What info do you need? I am attaching my test data and code here: https://www.dropbox.com/sh/6idqunobck72q5j/AAClfpkwhusMVDPNx6HU7wSYa?dl=0
Note that bam2 is missing the last record where bam1 and bam3 are correct. Let me know if you need other info. Thanks!
@hukai916 so all bam files in the dropbox folder are outputs from the cram file? Can you please post the json config file you use and which version of pheniqs you are using?
log_decode2.txt seems to be the one showing a missing record. 450000 are reported in incoming and only 449999 are reported in sample. being the last record does point to some thread synchronization issue but obviously an extremely rare one since I have never encountered it. How many cores is this running on?

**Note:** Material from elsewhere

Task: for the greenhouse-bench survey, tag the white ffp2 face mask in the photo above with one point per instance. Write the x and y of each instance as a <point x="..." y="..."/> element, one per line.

Hi, all bams are created from the same cram using the same pheniqs command. The missing-last-record cases occur occasionally, roughly 10%-20%, no matter how many cores I use. I will give more info after the holidays.
Can you please post pbmc_500_5p_3_aa.json and I will try and replicate it.
L.
Hi L., I have uploaded the json file to the same folder. The Pheniqs I used is: pheniqs version 2.1.0 @moonwatcher
--Kai
Hello Kai
Just a quick update., I have been trying to reproduce this but have so far been unsuccessful. I tried both with a build of pheniqs 2.1.0 and with head.
A side comment: using an extension of ".bam1" pheniqs does not detect that you actually wanted bam encoding as so it will revert to the default SAM output. This is why the files you provided are bigger than I expected. They are actually uncompressed, simple text in SAM format. You can override the default output format with --format bam
.
Are you observing this on MacOS or Linux? What exact platform? might also be useful to know what dependencies. Did you build the binary yourself or installed it from Conda?
It is possible this is related to one of the dependencies. Since this is so tricky to replicate, will you be willing to test on custom build? I can provide instructions if you are interested.
Thanks L.,
I installed Pheniqs with conda on a Ubuntu Xenial container (Docker). The container contains solely miniconda, Pheniqs, pysam, and SAMTools. The container can be pulled by:
docker pull hukai916/pheniqs_xenial:0.2
I can perform more tests, pls share instructions. Thanks!
--Kai
Hi developers,
I encountered a mysterious issue when using Pheniqs for barcode correction.
Basically, when performing the correction, I first prepare a CRAM file containing barcodes to be corrected and a json file according to the tutorial, then run Pheniqs. However, the resulting BAM files is one record less than the CRAM, and the missing one seems to be always the last record in the CRAM.
This happens only occasionally. For example, I run the same code for 6 times and capture one (bam3):
Not a big matter, but still annoying, I can provide more info if you would like to look into it.
Thanks,
--Kai